Terry Pratchett – Discworld 15: Men at Arms
The Watch were always my favourite of the discworld ‘series’, and while I’ve re-read Guards! Guards! a couple of times (and listened to the excellent BBC Radio play many times) I’ve not gone further into the series for probably 20 years. Men at Arms is where the Watch really starts to grow and Pratchett’s writing and eye for observation and satire has really come into its own. There are dozens of absolute standout lines and paragraphs that other authors can only dream of writing a couple of times in their careers. If anything the satire and spoof elements have only got stronger since this book was written in 1993, TV and films really haven’t moved on that much from these tropes. The plot is clever, the characters vibrant and the writing second to none.
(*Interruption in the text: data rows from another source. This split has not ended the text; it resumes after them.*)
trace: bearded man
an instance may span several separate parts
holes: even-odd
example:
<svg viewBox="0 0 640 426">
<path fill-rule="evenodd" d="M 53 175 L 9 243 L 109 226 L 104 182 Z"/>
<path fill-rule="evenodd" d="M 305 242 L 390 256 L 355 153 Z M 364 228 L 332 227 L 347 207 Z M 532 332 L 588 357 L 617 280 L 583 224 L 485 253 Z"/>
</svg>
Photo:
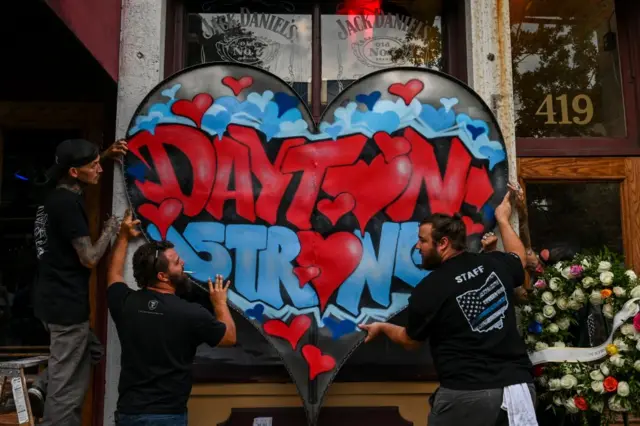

Terry Pratchett – Discworld 19: Feet of Clay
Another excellent Guards book. The characters and the city of Ankh Morpork are all settling into their familiar forms, the satire is firing on all cylinders and the one liners are laugh out loud funny. There’s a heart at the centre of Pratchett’s discworld novels that’s on fine display here, behind the dead pan humour, there’s actually a joy and that’s on fine display here, when Vimes gets angry about something, or when Carrot starts saying ‘stupid’ things they get to some fundamental truths that just make me want to applaud.